EVEscape anticipates single mutations and strains observed in the SARS-CoV-2 pandemic. a) Site-averaged EVEscape scores on Spike structure (PDB: 7BNN) depict regions of high EVEscape scores (RB D, particularly the ACE2 binding region (RBM), and NTD). Spheres indicate sites with GISAID mutations observed more than 10K times. b) EVEscape mutation scores correspond to observed GISAID mutations in the RBD. c) Percentage of mutations in each EVEscape quartile seen >100 times in GISAID over time d) The majority of mutations in VOC strains are in the top quartile of Spike EVEscape predictions. e) BA.4 has a high EVEscape score compared to random samples of mutations at the same mutation depth. f) EVEscape z-scores increase throughout the pandemic, particularly for VOCs. Z-scores are relative to random combinations at the same mutation depth of single mutations seen over 1000 times in (GISAID. Note: EVEscape percentiles have been adjusted to consider only mutations that are a nucleotide distance of one away from Wuhan.
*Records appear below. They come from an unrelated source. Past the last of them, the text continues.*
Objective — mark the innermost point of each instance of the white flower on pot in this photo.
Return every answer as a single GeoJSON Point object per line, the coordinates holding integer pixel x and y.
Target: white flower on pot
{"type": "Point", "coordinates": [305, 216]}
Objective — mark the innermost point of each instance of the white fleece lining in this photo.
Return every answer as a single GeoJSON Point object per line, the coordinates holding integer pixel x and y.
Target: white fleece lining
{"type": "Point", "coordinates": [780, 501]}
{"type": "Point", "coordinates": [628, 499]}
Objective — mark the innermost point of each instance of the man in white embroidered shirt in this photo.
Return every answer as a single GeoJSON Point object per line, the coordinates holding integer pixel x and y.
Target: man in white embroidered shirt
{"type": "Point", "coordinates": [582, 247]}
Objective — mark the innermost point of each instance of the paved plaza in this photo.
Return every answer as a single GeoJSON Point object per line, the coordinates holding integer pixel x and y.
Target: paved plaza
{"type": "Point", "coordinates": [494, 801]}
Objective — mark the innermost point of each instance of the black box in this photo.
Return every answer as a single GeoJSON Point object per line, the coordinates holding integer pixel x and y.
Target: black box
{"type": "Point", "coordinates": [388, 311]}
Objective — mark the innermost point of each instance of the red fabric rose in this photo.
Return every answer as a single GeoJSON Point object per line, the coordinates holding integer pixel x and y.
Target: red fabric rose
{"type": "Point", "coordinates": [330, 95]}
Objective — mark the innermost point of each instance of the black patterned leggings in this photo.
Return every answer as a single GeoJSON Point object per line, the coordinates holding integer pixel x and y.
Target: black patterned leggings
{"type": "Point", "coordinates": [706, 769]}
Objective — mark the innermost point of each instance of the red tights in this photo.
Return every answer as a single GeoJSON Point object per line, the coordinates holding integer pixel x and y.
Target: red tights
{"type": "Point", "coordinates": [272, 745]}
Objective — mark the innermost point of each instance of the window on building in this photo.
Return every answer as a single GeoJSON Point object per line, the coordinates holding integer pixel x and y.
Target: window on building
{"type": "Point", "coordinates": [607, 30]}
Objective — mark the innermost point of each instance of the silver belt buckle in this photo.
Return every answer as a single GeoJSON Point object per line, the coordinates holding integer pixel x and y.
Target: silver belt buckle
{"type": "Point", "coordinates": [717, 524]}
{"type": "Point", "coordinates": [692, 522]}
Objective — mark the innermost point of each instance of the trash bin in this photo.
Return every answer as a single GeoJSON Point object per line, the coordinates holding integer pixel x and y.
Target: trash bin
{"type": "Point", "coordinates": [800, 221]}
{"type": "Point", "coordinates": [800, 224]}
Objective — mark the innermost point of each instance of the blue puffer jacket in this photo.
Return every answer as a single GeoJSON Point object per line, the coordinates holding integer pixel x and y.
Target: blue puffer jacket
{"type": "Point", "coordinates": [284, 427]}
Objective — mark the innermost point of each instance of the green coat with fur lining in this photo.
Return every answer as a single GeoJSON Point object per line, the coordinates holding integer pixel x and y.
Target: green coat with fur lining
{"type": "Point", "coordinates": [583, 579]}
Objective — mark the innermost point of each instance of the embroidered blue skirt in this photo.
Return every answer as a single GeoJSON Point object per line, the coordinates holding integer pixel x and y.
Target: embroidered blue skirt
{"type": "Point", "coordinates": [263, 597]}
The EVEscape platform is capable of identifying the most concerning variants in the vast pool of available pandemic sequence data. This method provided predictions for all SARS-CoV-2 spike mutants, as well as strain-level forecasts for variants observed 1,000 times or more in GISAID. EVEscape will continue to be updated as new strains are identified.
Due to the generalizability of the framework across viruses, EVEscape can be applied to future pandemics. Furthermore, this system can be used to better understand and prepare for newer emerging communicable diseases.
bioRxiv publishes preliminary scientific reports that are not peer-reviewed and, therefore, should not be regarded as conclusive, guide clinical practice/health-related behavior, or treated as established information.